Bose-Einstein condensatie in Nederland
Quantummechanica met menselijke proporties
Albert Einstein voorspelde in 1924 een nieuwe vorm van materie. Die zou ontstaan als een gas zou worden afgekoeld tot minder dan een miljoenste graad boven het absolute nulpunt. In 1995 lukte het de Amerikanen Carl Wieman en Eric Cornell, met onmiskenbare schatplichtigheid aan het werk van de Nederlandse onderzoeksgroepen van Jook Walraven en Boudewijn Verhaar, zo'n Bose-Einstein condensaat te maken. Sindsdien verschijnt iedere anderhalve dag een nieuwe publicatie over BEC. Ook in Nederland is het spannend aan het BEC-front.

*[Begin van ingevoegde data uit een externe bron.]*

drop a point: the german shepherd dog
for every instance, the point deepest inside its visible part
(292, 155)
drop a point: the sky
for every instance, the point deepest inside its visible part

De vorming van een Bose-Einstein condensaat is een faseovergang, zoals de vorming van een waterdruppel uit een wolk waterdamp. Cruciaal verschil is dat er geen intermoleculaire interactie voor nodig is. Het is een zuivere quantumeigenschap van een gas. Alle atomen in een BEC zitten in één en wel het allerlaagst mogelijke energieniveau. Daardoor heeft het uiterst merkwaardige eigenschappen.
In de eerste plaats zijn de atomen als zodanig onderling niet te onderscheiden. Niet alleen in de zin dat ze identiek zijn en dezelfde snelheid hebben, maar, verontrustend genoeg, zoals Wieman het uitdrukt, letterlijk, omdat ze dezelfde ruimte innemen. Ze zijn gefuseerd tot een soort 'superatoom'.
In de tweede plaats is een BEC groot genoeg om gemakkelijk zichtbaar te maken en te manipuleren, maar gedraagt het zich helemaal quantummechanisch. Normaal gesproken manifesteert het onbevattelijke golfkarakter van materie zich slechts op de volstrekt onzichtbare schaal van de deeltjes in een atoom. Nu heerst het op een schaal van miljoenen atomen, samen zo dik als een mensenhaar!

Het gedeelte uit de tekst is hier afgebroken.